A imagem acompanha o ritmo da letra e cria pausas próprias. As viradas de página acrescentam duração, aproximação e mudança de escala à experiência da canção.
Narrativa visual
A floresta ocupa ritmo, superfície e sequência.
Kondo trabalha com massas cromáticas intensas, texturas gráficas, silhuetas e mudanças de escala. A fauna atravessa o livro como presença recorrente, articulando paisagem e passagem do tempo.
Biodiversidade
Boto, tucano, ariranha, tamanduá, anta, onça e insetos formam um repertório ligado aos diferentes ambientes brasileiros.
Ritmo
Versos, silêncios e imagens recebem durações diferentes e reorganizam o tempo musical dentro do códice.
Regeneração
Devastação e permanência aparecem dentro da mesma sequência, conduzindo o olhar para processos de recuperação e continuidade.
O livro por dentro
Paisagem em transformação.
Apresentação
Eliane Brum.
Jornalista · escritora · documentarista
Uma leitura escrita a partir da floresta.
Texto de apresentação da edição brasileira
Eliane Brum assina o texto que acompanha a edição brasileira. Sua presença aproxima o projeto do debate contemporâneo sobre Amazônia, território e crise climática.
O texto aparece ao lado da onça, dentro da própria sequência visual, integrando reflexão ambiental e projeto editorial.
Meses depois, Eliane mediaria também a conversa de lançamento do livro com Gilberto Gil e Daniel Kondo durante a COP30.
Camada sonora
Realidade aumentada
A voz de Flor Gil retorna a canção à experiência do livro.
Uma camada de realidade aumentada permite ouvir um trecho de Refloresta interpretado por Flor Gil.
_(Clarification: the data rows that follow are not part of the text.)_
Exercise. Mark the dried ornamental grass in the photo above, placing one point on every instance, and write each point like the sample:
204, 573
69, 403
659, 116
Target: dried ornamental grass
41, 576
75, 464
Som, página e imagem se encontram dentro da edição, recuperando a origem musical do projeto.
Belém · 11 novembro 2025
Refloresta na COP30.
Uma conversa dentro da semana climática.
O lançamento aconteceu no Theatro da Paz, em Belém, durante a COP30. Eliane Brum mediou a conversa entre Gilberto Gil e Daniel Kondo.
A SUMAÚMA acompanhou o encontro em sua cobertura da conferência e publicou no dia seguinte um relato dedicado à conversa.
Gil falou sobre linguagem, natureza, escuta e formação da consciência. O encontro incluiu ainda uma interpretação de Refloresta pelo próprio compositor.
Reconhecimento internacional
Society of Illustrators · New York.
68
Illustrators Annual
New York · 2026
Selected Work · Book category.
Refloresta foi selecionado pelo júri da Society of Illustrators para o Illustrators Annual 68, integrando catálogo e exposição em Nova York.
O reconhecimento leva a narrativa visual criada para a canção de Gil a um contexto internacional dedicado à ilustração contemporânea.
Imprensa & circulação
Registros do projeto.
Ficha técnica
Edição brasileira.
- Título
- Refloresta
- Texto
- Gilberto Gil
- Ilustrações
- Daniel Kondo
- Projeto gráfico
- Daniel Kondo
- Apresentação
- Eliane Brum
- Editora
- Elo Editora
- Publicação
- 23 de outubro de 2025
- Páginas
- 48
- Formato
- 30 × 21 × 1 cm
- Encadernação
- Brochura
- Impressão
- Offset · cores Pantone
- ISBN
- 978-65-6142-246-8
- Faixa editorial
- 8–11 anos · leitura compartilhada e público geral
Livro & arquivo
Edição, documentação e circulação.
Refloresta
O tempo da floresta também determina o nosso.
A canção de Gilberto Gil percorre o livro através das imagens de Daniel Kondo. Biodiversidade, destruição e regeneração se organizam como uma sequência visual sobre a possibilidade concreta de recuperar territórios.